Seurat, Georges, << suh RAH, zhawrzh >> (1859-1891), a French artist, was one of the inventors and chief painters of a painting style called Pointillism. The style is also called Divisionism or Neoimpressionism. In Pointillism, the painter tries to represent the activity of light and unify the picture by the interplay of colors. Instead of using brushstrokes, the painter places dots of pure color side by side. Seen from a distance, the colors are meant to blend in the viewer’s eye.
Seurat’s most famous painting, Sunday Afternoon on the Island of La Grande Jatte (1886), is one of his first Pointillist works. It shows a Sunday afternoon crowd on an island in the Seine River north of Paris. There, middle-class people, working-class people, and prostitutes mingle. Seurat showed these people standing, walking, sitting under trees, fishing, or boating. However, the painting gives an overall impression of stillness and suspended motion. Seurat carefully planned the painting’s composition. The forms of the figures are large and simplified, showing little texture or facial detail. Instead, Seurat focused his attention on the observation of light and color.
Seurat’s most frequent subjects were the entertainments of Paris and its suburbs. He also painted seascapes in Normandy each summer between 1885 and 1889. He used Pointillism to describe the effect of light on the landscape and water.
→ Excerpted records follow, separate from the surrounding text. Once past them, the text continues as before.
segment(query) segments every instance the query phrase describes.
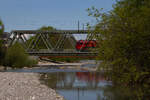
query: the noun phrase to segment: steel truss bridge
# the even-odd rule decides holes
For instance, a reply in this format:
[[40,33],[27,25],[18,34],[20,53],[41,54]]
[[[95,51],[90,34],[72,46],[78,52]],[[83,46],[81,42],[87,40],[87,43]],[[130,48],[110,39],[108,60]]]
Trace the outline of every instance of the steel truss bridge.
[[[74,34],[87,34],[85,39],[86,41],[92,40],[95,37],[94,31],[88,30],[14,30],[11,32],[12,38],[10,39],[9,46],[12,46],[15,42],[20,42],[25,48],[26,52],[34,56],[79,58],[96,57],[98,53],[95,50],[76,50],[75,46],[77,40],[75,39]],[[30,39],[33,36],[34,38]],[[57,39],[55,39],[55,41],[52,41],[52,36],[55,36],[55,38],[57,37]],[[40,42],[43,42],[43,45],[45,45],[44,49],[38,48]],[[70,45],[72,48],[64,48],[66,44]]]

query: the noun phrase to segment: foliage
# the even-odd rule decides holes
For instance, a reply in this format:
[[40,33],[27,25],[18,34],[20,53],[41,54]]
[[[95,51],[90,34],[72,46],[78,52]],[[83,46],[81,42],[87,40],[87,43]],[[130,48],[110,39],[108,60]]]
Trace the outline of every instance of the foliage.
[[30,67],[36,64],[35,60],[32,60],[26,54],[24,48],[16,43],[8,48],[5,56],[5,65],[12,68]]
[[3,22],[0,20],[0,35],[4,32]]
[[4,57],[5,57],[5,48],[3,47],[3,40],[2,34],[4,32],[4,25],[3,22],[0,20],[0,64],[3,64]]
[[108,69],[115,84],[142,87],[138,98],[150,94],[150,1],[120,0],[108,13],[92,7],[95,31],[100,33],[100,66]]

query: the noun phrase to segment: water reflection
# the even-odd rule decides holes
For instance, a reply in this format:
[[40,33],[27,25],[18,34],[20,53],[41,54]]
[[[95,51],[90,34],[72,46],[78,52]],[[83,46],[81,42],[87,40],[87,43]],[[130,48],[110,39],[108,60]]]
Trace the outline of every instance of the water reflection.
[[40,80],[66,100],[102,100],[104,88],[111,85],[103,74],[95,72],[42,73]]

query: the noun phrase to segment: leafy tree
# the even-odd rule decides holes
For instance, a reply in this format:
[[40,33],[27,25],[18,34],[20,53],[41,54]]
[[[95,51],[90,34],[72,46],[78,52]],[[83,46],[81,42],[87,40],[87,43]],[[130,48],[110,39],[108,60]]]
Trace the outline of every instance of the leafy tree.
[[2,34],[4,32],[4,25],[3,22],[0,20],[0,64],[3,64],[4,57],[5,57],[5,48],[3,46],[3,39]]
[[25,66],[30,67],[34,64],[36,64],[36,61],[29,58],[24,48],[19,43],[8,48],[5,56],[5,66],[22,68]]
[[98,21],[100,67],[107,69],[115,84],[142,87],[140,99],[150,94],[149,6],[149,0],[120,0],[108,13],[88,9]]

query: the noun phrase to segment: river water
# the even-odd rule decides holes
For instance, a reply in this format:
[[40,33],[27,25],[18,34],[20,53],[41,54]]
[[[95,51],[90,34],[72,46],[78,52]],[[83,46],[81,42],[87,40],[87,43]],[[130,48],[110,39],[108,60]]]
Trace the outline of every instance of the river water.
[[16,69],[7,72],[39,73],[41,83],[55,89],[66,100],[127,100],[125,95],[119,93],[117,98],[114,97],[112,82],[103,73],[59,67]]

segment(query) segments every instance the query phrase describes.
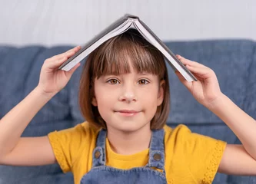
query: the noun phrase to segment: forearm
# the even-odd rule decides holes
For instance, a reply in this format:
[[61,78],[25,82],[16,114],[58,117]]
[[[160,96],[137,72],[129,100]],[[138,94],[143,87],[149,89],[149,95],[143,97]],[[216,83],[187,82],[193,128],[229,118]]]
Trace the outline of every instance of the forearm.
[[208,108],[234,133],[246,151],[256,159],[256,121],[227,96],[222,95]]
[[24,130],[40,109],[52,97],[35,87],[0,120],[0,156],[12,150]]

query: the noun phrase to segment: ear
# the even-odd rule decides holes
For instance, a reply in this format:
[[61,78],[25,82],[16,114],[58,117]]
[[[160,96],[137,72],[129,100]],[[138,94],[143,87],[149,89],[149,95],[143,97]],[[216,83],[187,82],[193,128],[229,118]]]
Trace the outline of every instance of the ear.
[[98,106],[97,99],[96,99],[95,96],[93,96],[93,97],[92,97],[91,104],[95,107]]
[[165,80],[161,80],[159,84],[159,90],[158,94],[158,106],[160,106],[163,103],[165,88]]

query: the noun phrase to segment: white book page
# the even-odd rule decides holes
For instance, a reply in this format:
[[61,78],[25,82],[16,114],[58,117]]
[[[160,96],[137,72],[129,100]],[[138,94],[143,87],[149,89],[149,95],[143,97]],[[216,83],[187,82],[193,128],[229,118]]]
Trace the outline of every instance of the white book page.
[[125,32],[132,24],[132,20],[128,19],[120,26],[114,29],[113,31],[110,31],[102,38],[101,38],[98,41],[95,41],[93,44],[91,44],[88,49],[85,50],[81,54],[78,55],[75,58],[74,58],[71,62],[67,64],[62,70],[65,71],[68,71],[73,67],[75,66],[78,63],[79,63],[81,60],[83,60],[86,56],[88,56],[91,52],[95,50],[98,47],[99,47],[101,44],[103,44],[107,40],[121,34],[123,32]]
[[152,45],[158,48],[188,81],[193,81],[194,79],[179,65],[176,61],[168,53],[165,49],[155,39],[155,38],[144,28],[138,21],[133,22],[134,26],[141,33],[141,34]]

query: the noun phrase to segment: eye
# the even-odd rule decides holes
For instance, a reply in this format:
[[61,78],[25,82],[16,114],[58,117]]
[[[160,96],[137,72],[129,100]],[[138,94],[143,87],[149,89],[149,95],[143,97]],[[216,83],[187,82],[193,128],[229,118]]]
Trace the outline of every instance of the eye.
[[148,83],[148,81],[145,79],[141,79],[141,80],[138,80],[139,84],[147,84]]
[[107,81],[107,83],[109,83],[111,84],[120,84],[119,81],[117,79],[110,79]]

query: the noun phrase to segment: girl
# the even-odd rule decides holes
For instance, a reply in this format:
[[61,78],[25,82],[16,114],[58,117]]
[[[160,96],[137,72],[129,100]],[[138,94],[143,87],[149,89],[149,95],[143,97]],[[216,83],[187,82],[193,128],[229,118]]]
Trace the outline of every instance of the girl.
[[211,69],[177,55],[198,79],[189,83],[176,72],[181,82],[242,145],[165,125],[170,94],[164,57],[134,30],[107,41],[87,59],[79,91],[86,122],[45,136],[21,137],[79,67],[57,70],[80,48],[45,60],[38,86],[0,120],[0,164],[57,162],[82,184],[211,183],[217,172],[256,174],[255,120],[221,93]]

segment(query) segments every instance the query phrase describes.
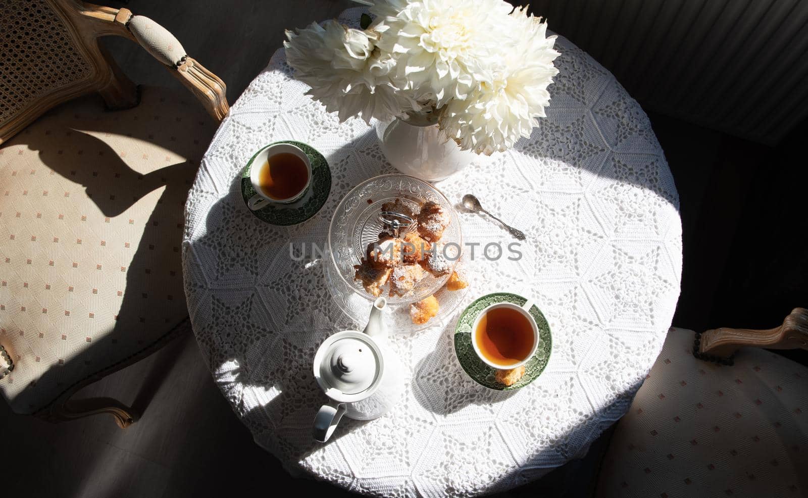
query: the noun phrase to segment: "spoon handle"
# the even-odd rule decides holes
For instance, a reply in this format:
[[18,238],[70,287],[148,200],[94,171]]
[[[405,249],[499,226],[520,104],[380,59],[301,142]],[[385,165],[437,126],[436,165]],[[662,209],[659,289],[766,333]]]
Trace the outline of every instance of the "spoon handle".
[[525,240],[527,238],[527,237],[524,236],[524,232],[523,232],[522,230],[516,229],[516,228],[511,226],[510,225],[508,225],[505,222],[500,220],[499,218],[498,218],[497,217],[494,216],[493,214],[491,214],[488,211],[486,211],[485,209],[480,209],[480,210],[482,211],[483,213],[485,213],[486,214],[487,214],[488,216],[491,217],[494,220],[499,222],[499,224],[503,226],[503,228],[504,228],[505,230],[507,230],[511,235],[513,235],[514,238],[516,238],[516,240]]

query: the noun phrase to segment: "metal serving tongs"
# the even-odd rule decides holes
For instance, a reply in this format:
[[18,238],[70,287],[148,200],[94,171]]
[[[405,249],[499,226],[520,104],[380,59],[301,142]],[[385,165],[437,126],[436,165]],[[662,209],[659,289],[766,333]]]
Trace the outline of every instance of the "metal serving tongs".
[[389,230],[396,238],[398,238],[398,232],[401,229],[415,224],[415,220],[412,219],[412,217],[396,211],[381,211],[379,213],[379,220],[385,226],[389,227],[387,230]]

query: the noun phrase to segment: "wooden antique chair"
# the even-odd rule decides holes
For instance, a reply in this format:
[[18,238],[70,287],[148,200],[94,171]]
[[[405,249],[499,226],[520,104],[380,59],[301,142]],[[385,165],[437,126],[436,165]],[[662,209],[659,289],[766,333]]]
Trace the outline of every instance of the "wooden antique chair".
[[808,310],[767,331],[671,329],[612,436],[598,496],[808,494],[808,368],[742,346],[808,349]]
[[[99,44],[111,35],[207,113],[136,87]],[[114,399],[71,398],[187,330],[183,205],[228,111],[224,82],[148,18],[0,0],[0,393],[15,411],[136,419]]]

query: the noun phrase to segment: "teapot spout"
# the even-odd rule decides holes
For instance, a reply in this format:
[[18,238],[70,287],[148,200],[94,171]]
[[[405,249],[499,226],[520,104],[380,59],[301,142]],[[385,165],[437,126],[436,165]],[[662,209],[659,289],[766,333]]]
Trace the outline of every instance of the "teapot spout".
[[387,327],[385,326],[385,317],[383,310],[387,306],[387,300],[379,298],[373,302],[373,307],[370,310],[370,318],[368,319],[368,325],[362,331],[371,337],[387,336]]

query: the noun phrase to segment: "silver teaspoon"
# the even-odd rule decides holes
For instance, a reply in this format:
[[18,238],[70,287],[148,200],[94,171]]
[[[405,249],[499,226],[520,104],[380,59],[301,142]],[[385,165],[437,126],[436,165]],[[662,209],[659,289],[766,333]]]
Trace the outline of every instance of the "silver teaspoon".
[[497,217],[494,216],[488,211],[482,209],[482,205],[480,205],[479,200],[471,194],[466,194],[463,196],[463,205],[465,206],[466,209],[472,211],[473,213],[485,213],[488,216],[491,217],[494,220],[499,222],[499,224],[503,226],[503,228],[507,230],[511,233],[517,240],[524,240],[526,237],[524,236],[524,232],[520,230],[516,230],[516,228],[507,224],[505,222],[500,220]]

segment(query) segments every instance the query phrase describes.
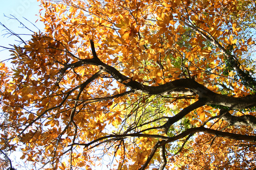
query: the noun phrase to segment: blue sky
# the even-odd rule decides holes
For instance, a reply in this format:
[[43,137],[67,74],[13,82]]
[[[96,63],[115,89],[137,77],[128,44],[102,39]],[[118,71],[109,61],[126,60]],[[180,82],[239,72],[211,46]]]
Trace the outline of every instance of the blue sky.
[[[11,29],[14,32],[17,34],[30,34],[31,32],[25,29],[22,29],[22,26],[18,21],[15,19],[10,19],[5,16],[13,18],[13,15],[19,21],[24,23],[29,29],[33,31],[37,32],[38,30],[33,26],[33,24],[30,23],[26,19],[29,20],[32,23],[35,24],[39,29],[44,29],[44,25],[39,20],[36,23],[35,21],[39,18],[39,10],[40,7],[39,6],[40,2],[36,0],[6,0],[1,1],[0,5],[0,22],[4,25],[6,27]],[[9,44],[18,45],[18,43],[16,41],[17,38],[15,36],[9,36],[7,35],[4,35],[7,32],[4,30],[4,28],[0,26],[0,46],[11,47]],[[23,38],[25,40],[29,39],[30,36],[23,36]],[[10,58],[11,53],[9,50],[4,50],[0,47],[0,61]],[[13,66],[10,63],[7,63],[8,66],[12,67]],[[7,153],[10,154],[10,153]],[[2,154],[1,156],[3,158]],[[11,153],[10,155],[10,158],[12,160],[12,165],[15,168],[17,168],[15,162],[22,162],[19,160],[19,157],[22,156],[21,152],[15,152]]]
[[[17,20],[10,19],[5,15],[10,17],[13,17],[11,16],[13,15],[33,31],[38,31],[32,24],[29,23],[24,18],[35,23],[39,29],[43,29],[42,23],[39,20],[35,23],[36,20],[39,18],[38,16],[36,15],[39,14],[39,10],[40,9],[39,5],[40,2],[36,0],[2,1],[0,6],[0,22],[16,33],[31,34],[32,33],[28,30],[20,29],[21,25]],[[14,36],[9,37],[8,35],[4,35],[7,32],[3,30],[4,29],[4,28],[0,27],[0,46],[8,46],[9,44],[17,45],[17,42],[15,41],[17,38]],[[27,40],[29,39],[28,36],[23,38]],[[3,61],[9,58],[9,55],[10,52],[8,50],[3,51],[3,48],[0,47],[0,60]]]

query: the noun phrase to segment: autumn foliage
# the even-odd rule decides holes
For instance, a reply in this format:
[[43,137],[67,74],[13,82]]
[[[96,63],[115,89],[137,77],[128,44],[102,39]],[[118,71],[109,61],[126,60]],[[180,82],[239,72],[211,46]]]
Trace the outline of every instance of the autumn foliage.
[[0,65],[32,168],[256,168],[255,2],[40,1],[44,30]]

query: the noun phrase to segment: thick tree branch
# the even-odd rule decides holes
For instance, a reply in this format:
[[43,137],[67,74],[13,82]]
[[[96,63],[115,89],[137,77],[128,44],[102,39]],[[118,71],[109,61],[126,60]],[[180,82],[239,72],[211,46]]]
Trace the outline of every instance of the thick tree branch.
[[251,115],[235,116],[227,112],[223,114],[222,119],[226,120],[230,126],[249,126],[256,129],[256,117]]
[[196,132],[205,132],[216,135],[217,137],[222,137],[230,139],[244,140],[253,142],[256,142],[256,136],[255,136],[244,135],[229,132],[221,132],[215,130],[207,129],[203,127],[200,127],[188,129],[177,136],[170,137],[169,139],[167,139],[162,143],[160,144],[158,146],[158,148],[160,147],[166,143],[181,139],[190,134],[194,134]]

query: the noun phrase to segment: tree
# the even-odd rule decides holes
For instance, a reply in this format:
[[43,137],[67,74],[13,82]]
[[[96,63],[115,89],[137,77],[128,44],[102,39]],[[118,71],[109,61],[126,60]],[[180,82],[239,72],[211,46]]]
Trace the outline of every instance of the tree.
[[255,2],[41,3],[45,30],[14,46],[15,68],[1,74],[22,159],[47,169],[106,157],[118,169],[256,167]]

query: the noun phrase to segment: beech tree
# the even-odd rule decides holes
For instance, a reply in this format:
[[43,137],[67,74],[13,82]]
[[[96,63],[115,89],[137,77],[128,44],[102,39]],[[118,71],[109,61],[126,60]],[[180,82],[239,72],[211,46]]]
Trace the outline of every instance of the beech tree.
[[256,168],[255,2],[40,1],[0,65],[1,143],[26,163]]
Seurat was born on Dec. 2, 1859, in Paris. In 1876, he began his exploration of optical formulas for painting. His first major work, A Bathing Place, Asnieres, was shown at the first Salon des Independants exhibition in 1884. At this exhibition, Seurat met the French painter Paul Signac. Seurat and Signac developed Pointillism in 1885 and 1886. Seurat died on March 29, 1891, at the age of 31 of a sudden illness, possibly meningitis.